# honey Amber lightning



## scottr (Jun 12, 2015)

I cam across a old light  yellow brown lightning canning jars the lid looks the same color as the jar . any input


----------



## icollectfruitjars (Jun 12, 2015)

Scott, what sort of input are you looking for?


----------



## scottr (Jun 12, 2015)

Are they hard to find ? Are they valuable I don't have a pic right this min. I changed phones


----------



## icollectfruitjars (Jun 12, 2015)

It depends on what hue of amber.  Really light to yellow are very good.  Pints are better than quarts.  Condition is key too.


----------



## scottr (Jun 12, 2015)

I will put a pic on tomorrow but the glass looks real wavey. Never seen a jar look like that.


----------



## botlguy (Jun 12, 2015)

When you say wavy it makes me think "Whittled". Then it could be "Hammer Whittled". Value goes up on the latter. Phil is correct, the hue or density or shade of amber has a HUGE effect (or is it Affect) on value. Show us a few pictures in indirect natural sunlight and we should be able to help more. (I'm not sure your phone can do the job)  Were waiting anxiously.          Jim


----------



## scottr (Jun 12, 2015)

The glass looks different then brown glass it doesn't look cracked just wavy kinda like heat waves coming off a road .lol if you know what I'm trying to say


----------



## botlguy (Jun 13, 2015)

scottr said:
			
		

> The glass looks different then brown glass it doesn't look cracked just wavy kinda like heat waves coming off a road .lol if you know what I'm trying to say/quote]
> 
> No! lol


----------



## jarsnstuff (Jun 13, 2015)

An amber Trademark Lightning with no special characteristics will bring maybe $40-$50.  What you're describing could be worth substantially more because of:  1. the lighter color - the lighter (or more unusual the color) the better, and 2. the wavy glass - anything that makes it eye-catching such as whittle, waves, color variations, bubbles - adds to the value.  If it's as good as you say, maybe $100+.  Needless to say, a photo would help a lot.  -Tammy


----------



## scottr (Jun 13, 2015)

It says Putnam 375 on the bottom it want let me upload pic


----------



## RED Matthews (Jun 13, 2015)

Well this is confusing.
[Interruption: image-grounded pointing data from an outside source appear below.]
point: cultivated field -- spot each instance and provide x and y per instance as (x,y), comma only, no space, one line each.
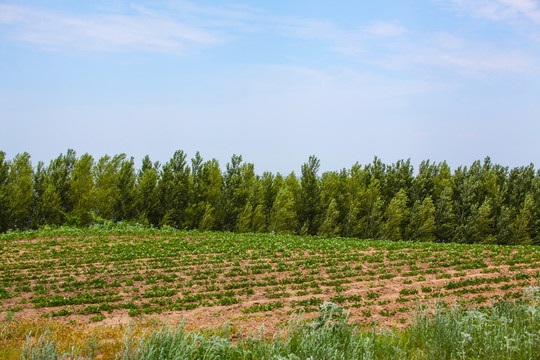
(105,277)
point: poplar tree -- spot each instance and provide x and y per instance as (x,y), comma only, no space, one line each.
(396,216)
(20,195)
(258,221)
(207,220)
(106,192)
(48,207)
(244,219)
(174,190)
(283,219)
(445,218)
(59,171)
(4,206)
(124,207)
(421,225)
(330,226)
(309,211)
(82,192)
(147,202)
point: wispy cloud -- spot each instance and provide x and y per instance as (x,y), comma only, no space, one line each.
(500,10)
(142,31)
(178,27)
(382,28)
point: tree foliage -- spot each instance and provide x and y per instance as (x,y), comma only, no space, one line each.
(483,203)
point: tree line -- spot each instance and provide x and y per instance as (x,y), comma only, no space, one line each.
(483,203)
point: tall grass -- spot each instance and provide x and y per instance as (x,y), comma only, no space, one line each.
(505,330)
(509,330)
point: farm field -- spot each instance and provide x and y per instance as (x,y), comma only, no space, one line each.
(98,277)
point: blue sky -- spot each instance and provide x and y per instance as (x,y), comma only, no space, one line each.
(274,81)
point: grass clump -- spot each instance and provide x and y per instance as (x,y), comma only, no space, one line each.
(506,329)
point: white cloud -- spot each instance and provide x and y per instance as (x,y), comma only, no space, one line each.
(142,31)
(500,10)
(381,28)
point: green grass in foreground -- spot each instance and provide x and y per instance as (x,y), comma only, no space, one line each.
(505,330)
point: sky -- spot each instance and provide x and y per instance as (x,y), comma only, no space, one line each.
(273,81)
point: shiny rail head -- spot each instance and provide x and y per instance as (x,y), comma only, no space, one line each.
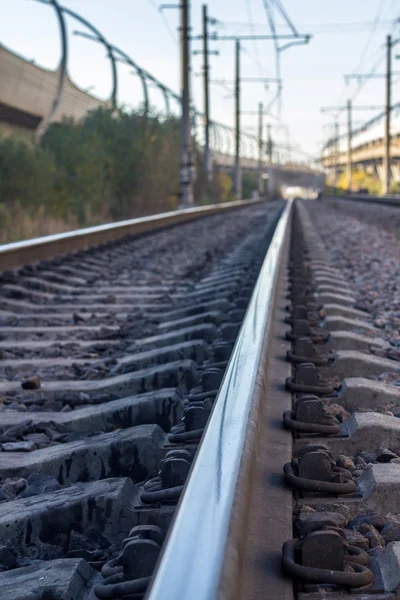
(370,199)
(17,254)
(193,558)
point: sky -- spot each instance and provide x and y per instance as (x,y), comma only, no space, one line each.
(348,36)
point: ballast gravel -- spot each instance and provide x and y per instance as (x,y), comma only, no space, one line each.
(363,241)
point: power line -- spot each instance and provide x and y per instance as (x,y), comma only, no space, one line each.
(250,18)
(164,20)
(271,23)
(285,15)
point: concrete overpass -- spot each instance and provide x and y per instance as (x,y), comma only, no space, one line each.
(27,93)
(367,154)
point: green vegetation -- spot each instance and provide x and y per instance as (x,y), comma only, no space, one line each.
(106,168)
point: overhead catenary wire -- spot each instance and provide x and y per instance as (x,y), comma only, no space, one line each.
(277,97)
(164,20)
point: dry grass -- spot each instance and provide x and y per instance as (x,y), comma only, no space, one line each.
(17,224)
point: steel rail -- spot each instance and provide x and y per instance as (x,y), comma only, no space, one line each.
(204,540)
(386,200)
(17,254)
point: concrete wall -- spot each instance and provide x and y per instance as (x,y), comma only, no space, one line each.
(31,89)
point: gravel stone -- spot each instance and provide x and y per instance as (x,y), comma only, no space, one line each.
(391,530)
(374,537)
(385,456)
(355,538)
(19,447)
(371,518)
(33,383)
(344,461)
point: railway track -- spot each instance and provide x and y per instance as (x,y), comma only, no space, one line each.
(181,420)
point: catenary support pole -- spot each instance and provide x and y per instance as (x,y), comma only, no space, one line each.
(186,166)
(206,90)
(260,149)
(386,158)
(336,169)
(238,175)
(349,151)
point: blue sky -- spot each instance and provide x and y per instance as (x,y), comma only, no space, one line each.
(313,74)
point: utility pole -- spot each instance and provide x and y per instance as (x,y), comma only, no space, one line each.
(386,159)
(260,149)
(206,82)
(186,166)
(269,144)
(238,175)
(336,169)
(349,138)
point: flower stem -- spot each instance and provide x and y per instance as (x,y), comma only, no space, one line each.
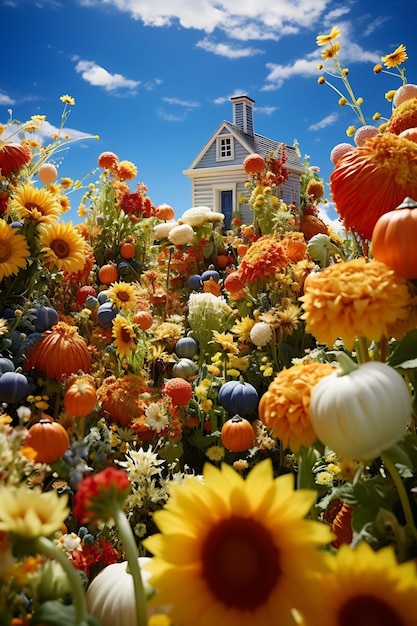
(49,549)
(399,485)
(131,552)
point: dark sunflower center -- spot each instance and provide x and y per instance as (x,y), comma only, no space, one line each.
(61,248)
(5,252)
(240,563)
(369,611)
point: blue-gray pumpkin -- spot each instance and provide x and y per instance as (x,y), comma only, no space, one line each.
(237,396)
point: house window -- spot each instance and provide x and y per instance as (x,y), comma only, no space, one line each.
(225,148)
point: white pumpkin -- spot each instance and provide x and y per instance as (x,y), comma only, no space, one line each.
(111,597)
(361,413)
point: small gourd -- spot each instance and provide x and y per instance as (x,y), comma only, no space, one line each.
(237,396)
(48,438)
(186,347)
(394,239)
(237,434)
(13,387)
(80,398)
(111,598)
(362,410)
(184,368)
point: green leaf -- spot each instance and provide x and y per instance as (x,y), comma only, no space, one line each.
(54,613)
(405,350)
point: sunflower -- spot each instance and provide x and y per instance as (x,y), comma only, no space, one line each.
(124,336)
(365,587)
(235,552)
(323,40)
(14,250)
(123,296)
(29,513)
(37,205)
(354,299)
(395,58)
(285,407)
(62,247)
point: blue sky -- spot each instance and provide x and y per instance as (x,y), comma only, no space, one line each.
(153,78)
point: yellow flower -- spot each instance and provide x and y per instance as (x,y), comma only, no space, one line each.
(365,586)
(67,99)
(123,296)
(395,58)
(124,336)
(235,551)
(225,340)
(29,513)
(14,250)
(37,205)
(62,247)
(353,299)
(285,407)
(323,40)
(331,51)
(243,327)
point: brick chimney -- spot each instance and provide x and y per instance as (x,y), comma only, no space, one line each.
(243,113)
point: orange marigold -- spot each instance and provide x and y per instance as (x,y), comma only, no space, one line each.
(372,179)
(285,407)
(354,299)
(263,259)
(253,163)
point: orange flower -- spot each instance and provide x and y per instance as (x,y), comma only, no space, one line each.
(354,299)
(372,179)
(285,407)
(263,259)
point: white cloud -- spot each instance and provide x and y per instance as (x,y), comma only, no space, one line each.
(100,77)
(189,104)
(6,100)
(227,50)
(323,123)
(238,19)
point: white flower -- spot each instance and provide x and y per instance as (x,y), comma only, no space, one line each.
(199,215)
(180,235)
(260,334)
(161,231)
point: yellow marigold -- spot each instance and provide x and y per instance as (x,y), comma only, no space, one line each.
(404,116)
(285,407)
(127,170)
(353,299)
(263,259)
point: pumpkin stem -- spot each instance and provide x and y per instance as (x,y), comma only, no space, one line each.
(346,363)
(48,548)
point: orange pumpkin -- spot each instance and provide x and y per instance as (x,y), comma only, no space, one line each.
(108,274)
(237,434)
(143,319)
(394,239)
(164,212)
(127,250)
(80,398)
(60,351)
(48,438)
(311,225)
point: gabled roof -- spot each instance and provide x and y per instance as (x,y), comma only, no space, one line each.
(252,143)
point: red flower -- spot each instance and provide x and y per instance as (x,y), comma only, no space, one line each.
(98,494)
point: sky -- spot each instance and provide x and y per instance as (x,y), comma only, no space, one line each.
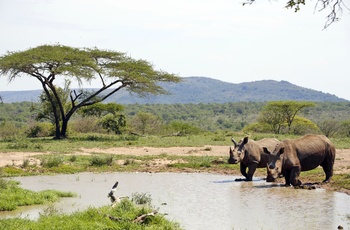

They didn't and couldn't whittle in an iron mold.  Early iron molds that had mold iron castings of plain cast iron, took heat out of the glass to fast and caused what should be called cold mold ripple.  When they started chilling the cavity of mold castings, by pouring the molten metal against a cold iron cavity formed iron piece, it created dendritic carbon in the mold iron cavity wall, for the depth of about a half inch.  This type of iron has a reduced heat extraction rate and did not cool the glass to irregular thickness.  That chill had to be knocked out of the new casting immediately when the pouring is done.This glass condition could not be correctec in the bottom part of the three mold - dip mold base, so those bottles had to have the cold mold glass in the lower part of them.      I covered this subject in an earlier home page wright=up.that was done before I found this marking in the three mold bottles I obtained.  RED M


----------



## cowseatmaize (Jun 13, 2015)

I figure it's from the early machines and some or most of the wave is actually just the difference of the thickness in the glass and how it appears in the light. I've seen quite a few where the outside is quite smooth but the waves can be felt on the inside surface,


----------



## deenodean (Jun 13, 2015)

scottr said:
			
		

> It says Putnam 375 on the bottom it want let me upload pic



If you email me a picture  I will resize and post it ... Email to =     deenodean@hotmail.com


----------



## scottr (Jun 14, 2015)

I think I sent it


----------



## scottr (Jun 14, 2015)

It looks like this one.pic with hand is mine


----------



## scottr (Jun 14, 2015)

I do have lid


----------



## cowseatmaize (Jun 14, 2015)

OK, now it's getting confusing. The jar in the picture looks like #1489. The two in the book are close except a lot of the 227's are thought to be repro but I think it was an actual mold number also. Yours is 375 without the HWP anyway so no matter.


----------



## ajohn (Jun 15, 2015)

Good color. a little lighter would make this jar a nice prize. Glass character is good also. A couple of people bidding on this would take it to $80- $90 mark. Also looks pro cleaned to me. Just my opinion. Thanks for posting, got my jar juices going again!!!


----------



## cowseatmaize (Jun 15, 2015)

Now I have a question. Were the lids pressed with the same gather to be the same color?


----------